Yang Shuhuan antwortete Wang Zehao: Warte nur, du wirst sterben, wenn du zurückkommst.

Zhang Boyuan: Mensch, ich kenne diese Zahnbürste gut. Meine Oma wurde schon mal beim Kauf übers Ohr gehauen. Wurde unsere Yu-ge etwa auch übers Ohr gehauen?

Die Kommentarspalte wurde lebhafter, als Gu Chen Zhang Boyuan immer wieder wegen des Betrugs beim Kauf einer Zahnbürste bedrängte. Nach einer Weile erfuhren sie, dass auch Oma Hou von ihrem Besuch zurückgekehrt war.

"Xiao Chen? Was führt dich denn hierher?" Oma Hou wirkte nach ihrer Rückkehr von der Reise erstaunlich energiegeladen; sie strahlte vor Gesundheit und Vitalität.

„Was macht dich denn so glücklich, Oma?“, fragte Gu Chen, setzte sich auf ein anderes Sofa, schenkte Oma Hou ein Glas Wasser ein und reichte es ihr.
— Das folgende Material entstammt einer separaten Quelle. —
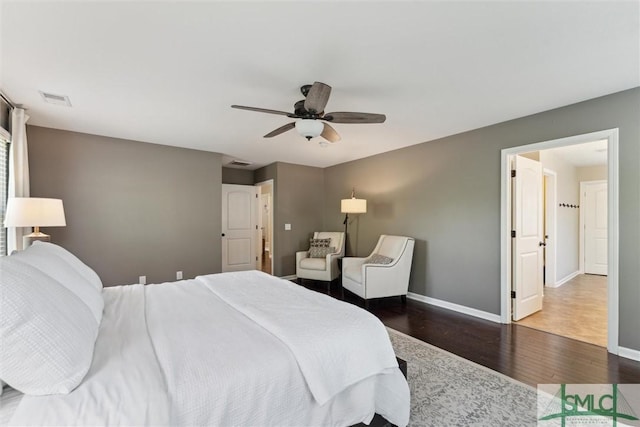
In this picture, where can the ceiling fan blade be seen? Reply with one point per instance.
(330, 134)
(317, 98)
(262, 110)
(281, 129)
(352, 117)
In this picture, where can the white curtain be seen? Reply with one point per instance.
(18, 172)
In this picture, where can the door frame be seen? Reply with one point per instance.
(611, 135)
(550, 217)
(254, 223)
(271, 183)
(583, 185)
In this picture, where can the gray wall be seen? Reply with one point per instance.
(132, 208)
(446, 194)
(237, 176)
(299, 201)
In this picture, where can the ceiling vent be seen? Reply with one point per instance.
(240, 163)
(52, 98)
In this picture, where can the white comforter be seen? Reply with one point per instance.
(242, 349)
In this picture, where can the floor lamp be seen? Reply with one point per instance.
(351, 206)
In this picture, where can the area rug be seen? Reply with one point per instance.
(448, 390)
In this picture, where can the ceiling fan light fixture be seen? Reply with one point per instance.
(309, 128)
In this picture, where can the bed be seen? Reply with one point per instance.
(243, 348)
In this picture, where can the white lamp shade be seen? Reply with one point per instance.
(309, 128)
(34, 212)
(353, 205)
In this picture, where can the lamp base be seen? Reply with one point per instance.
(36, 235)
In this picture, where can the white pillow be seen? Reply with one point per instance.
(81, 267)
(47, 334)
(45, 260)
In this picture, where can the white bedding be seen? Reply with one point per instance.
(192, 353)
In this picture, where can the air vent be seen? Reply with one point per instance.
(240, 163)
(52, 98)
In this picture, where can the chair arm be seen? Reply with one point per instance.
(352, 262)
(301, 255)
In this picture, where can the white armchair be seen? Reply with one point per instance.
(325, 268)
(369, 280)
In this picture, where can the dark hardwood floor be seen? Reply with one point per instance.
(527, 355)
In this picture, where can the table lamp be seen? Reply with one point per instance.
(34, 212)
(352, 206)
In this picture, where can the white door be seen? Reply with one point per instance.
(528, 259)
(239, 227)
(595, 228)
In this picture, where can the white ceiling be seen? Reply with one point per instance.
(167, 72)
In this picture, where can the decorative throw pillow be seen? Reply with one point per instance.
(319, 248)
(47, 333)
(378, 259)
(51, 264)
(73, 260)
Oma Shui Hou lächelte noch breiter, als sie das Wasser nahm: „Hey, wir sind nur ein paar alte Damen und Herren, die sich verabredet haben, morgen früh auf den Platz zu gehen, um Tai Chi zu üben. Wir freuen uns.“

„Morgen früh?“, fragte Gu Chen. „Wie spät ist es? Braucht Oma mich und deinen Klassenkameraden, um mitzukommen?“

„Es ist kurz nach fünf, fast sechs Uhr.“ Oma Hou winkte ab: „Ihr jungen Leute könnt ruhig zu Hause bleiben und schlafen. Wir gehen nach dem Tai Chi einkaufen. Das Abendessen ist fertig, wenn ihr aufwacht.“

„Geht ihr zum Bauernmarkt?“, fragte Gu Chen, dessen Interesse geweckt wurde. Zhang Boyuan erzählte, dass seine Großmutter dort schon einmal von einem Verkäufer übers Ohr gehauen worden war und eine Zahnbürste gekauft hatte. Um Oma Hou vor einem weiteren Betrug zu bewahren, sagte Gu Chen: „Mein Klassenkamerad und ich begleiten euch auf jeden Fall. Ich war noch nie auf dem Wochenmarkt.“

"..." Gerade als Gu Chen seinen Satz beendet hatte, kam Xiang Yu nach dem Duschen aus dem Badezimmer.

Xiang Yu hatte viele Dinge, die sie mit Oma Hou unternehmen wollte, aber dazu gehörte sicherlich nicht, sie zum Tai Chi und anschließend zum Markt zu begleiten.

Danke für die Einladung. Keine dieser beiden Situationen ist für Menschen mit sozialer Angststörung geeignet.